About the event
Keiko Hara’s exploration of her relationship to her surrounding environment has been continually formulated through the artist’s ongoing series titled, Topophilia. Meaning “a strong love of place,” the term topophilia, with its connection to humanistic geography, also represents a universal desire to hold onto ephemeral moments of beauty and sadness as related to conceptions of place—even if unattainable. This mini-survey exhibition chronicles Hara’s unwavering commitment to painting and her unique form of Mokuhanga, Japanese woodblock printmaking, over a 40-year period. Her abstract compositions are at once immensely sensitive yet executed in vibrant color with references to water, fire, skies, and verdant lands, offering rich metaphorical imagery. Hara’s longtime home in Walla Walla, Washington, situated in an expansive valley flanked by the Blue Mountains, figures centrally within her work as does a more internal investigation into the poetics of space.
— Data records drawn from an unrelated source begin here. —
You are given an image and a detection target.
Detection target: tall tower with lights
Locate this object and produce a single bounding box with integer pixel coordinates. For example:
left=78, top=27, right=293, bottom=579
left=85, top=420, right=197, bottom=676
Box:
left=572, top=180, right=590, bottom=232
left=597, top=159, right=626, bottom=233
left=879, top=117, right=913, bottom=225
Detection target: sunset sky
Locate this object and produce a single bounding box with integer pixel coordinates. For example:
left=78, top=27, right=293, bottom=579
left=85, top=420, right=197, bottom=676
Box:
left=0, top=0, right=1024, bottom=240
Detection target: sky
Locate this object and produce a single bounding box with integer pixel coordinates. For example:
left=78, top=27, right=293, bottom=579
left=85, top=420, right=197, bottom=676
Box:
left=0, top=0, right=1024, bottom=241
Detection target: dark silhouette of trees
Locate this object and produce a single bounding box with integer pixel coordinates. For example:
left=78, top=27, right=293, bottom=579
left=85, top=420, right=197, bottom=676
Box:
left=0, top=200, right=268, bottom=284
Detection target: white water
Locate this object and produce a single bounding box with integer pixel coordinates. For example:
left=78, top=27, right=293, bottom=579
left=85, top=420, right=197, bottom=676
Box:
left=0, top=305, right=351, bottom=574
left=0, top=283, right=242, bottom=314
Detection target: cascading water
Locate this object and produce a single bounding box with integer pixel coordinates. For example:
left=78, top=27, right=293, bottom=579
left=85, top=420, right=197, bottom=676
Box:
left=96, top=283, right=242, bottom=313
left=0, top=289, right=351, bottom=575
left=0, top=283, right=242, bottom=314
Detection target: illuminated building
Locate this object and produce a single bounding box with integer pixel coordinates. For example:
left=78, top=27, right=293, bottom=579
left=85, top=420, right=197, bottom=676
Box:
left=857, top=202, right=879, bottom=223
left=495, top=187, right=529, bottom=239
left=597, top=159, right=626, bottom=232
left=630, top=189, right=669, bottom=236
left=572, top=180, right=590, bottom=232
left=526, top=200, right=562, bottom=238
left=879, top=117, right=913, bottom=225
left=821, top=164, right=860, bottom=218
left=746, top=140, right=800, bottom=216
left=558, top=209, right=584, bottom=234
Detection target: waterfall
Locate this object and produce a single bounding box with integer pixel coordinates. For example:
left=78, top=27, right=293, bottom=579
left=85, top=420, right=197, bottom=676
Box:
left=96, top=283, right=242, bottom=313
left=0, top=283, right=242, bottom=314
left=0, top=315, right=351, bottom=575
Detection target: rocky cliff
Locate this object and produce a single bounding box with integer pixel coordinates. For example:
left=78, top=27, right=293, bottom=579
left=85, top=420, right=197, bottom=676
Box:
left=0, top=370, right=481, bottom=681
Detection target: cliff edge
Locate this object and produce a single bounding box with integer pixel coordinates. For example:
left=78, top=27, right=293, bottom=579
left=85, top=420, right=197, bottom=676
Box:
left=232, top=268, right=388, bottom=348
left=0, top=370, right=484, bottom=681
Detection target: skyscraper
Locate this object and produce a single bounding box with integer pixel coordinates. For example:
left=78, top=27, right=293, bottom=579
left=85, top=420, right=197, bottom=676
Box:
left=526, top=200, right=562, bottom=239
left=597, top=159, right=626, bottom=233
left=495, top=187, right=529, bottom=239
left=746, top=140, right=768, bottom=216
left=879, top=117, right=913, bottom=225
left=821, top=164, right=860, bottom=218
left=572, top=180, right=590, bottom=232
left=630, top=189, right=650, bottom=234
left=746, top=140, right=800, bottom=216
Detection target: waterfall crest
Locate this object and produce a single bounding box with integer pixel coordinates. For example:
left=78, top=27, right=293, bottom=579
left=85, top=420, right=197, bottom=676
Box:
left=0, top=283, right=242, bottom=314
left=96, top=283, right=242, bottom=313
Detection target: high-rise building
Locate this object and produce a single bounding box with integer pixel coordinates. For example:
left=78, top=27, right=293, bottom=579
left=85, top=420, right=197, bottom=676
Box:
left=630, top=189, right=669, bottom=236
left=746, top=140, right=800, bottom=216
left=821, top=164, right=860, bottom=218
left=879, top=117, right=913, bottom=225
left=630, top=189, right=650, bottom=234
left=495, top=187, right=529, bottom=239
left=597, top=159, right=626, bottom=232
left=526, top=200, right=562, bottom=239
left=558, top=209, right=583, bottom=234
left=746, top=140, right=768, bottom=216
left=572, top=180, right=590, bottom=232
Tactility of things, their reference to nature, and how we perceive, feel, and understand the universe that we inhabit are all conditions of Hara’s visual enterprise.
Hara was born in North Korea to Japanese parents, raised in Japan, and moved to the United States in 1971. She studied printmaking at Cranbrook Academy of Art in Michigan earning an MFA in 1976. Hara taught for many years at Whitman College in Walla Walla, Washington, retiring in 2006. With numerous one-person exhibitions to her credit since 1976, Hara has also been included in invitational group exhibitions throughout the United States. Among museums that include Hara’s work in their permanent collections are the National Gallery, the Art Institute of Chicago, the Milwaukee Art Museum, the Racine Art Museum, and the Detroit Institute of Arts.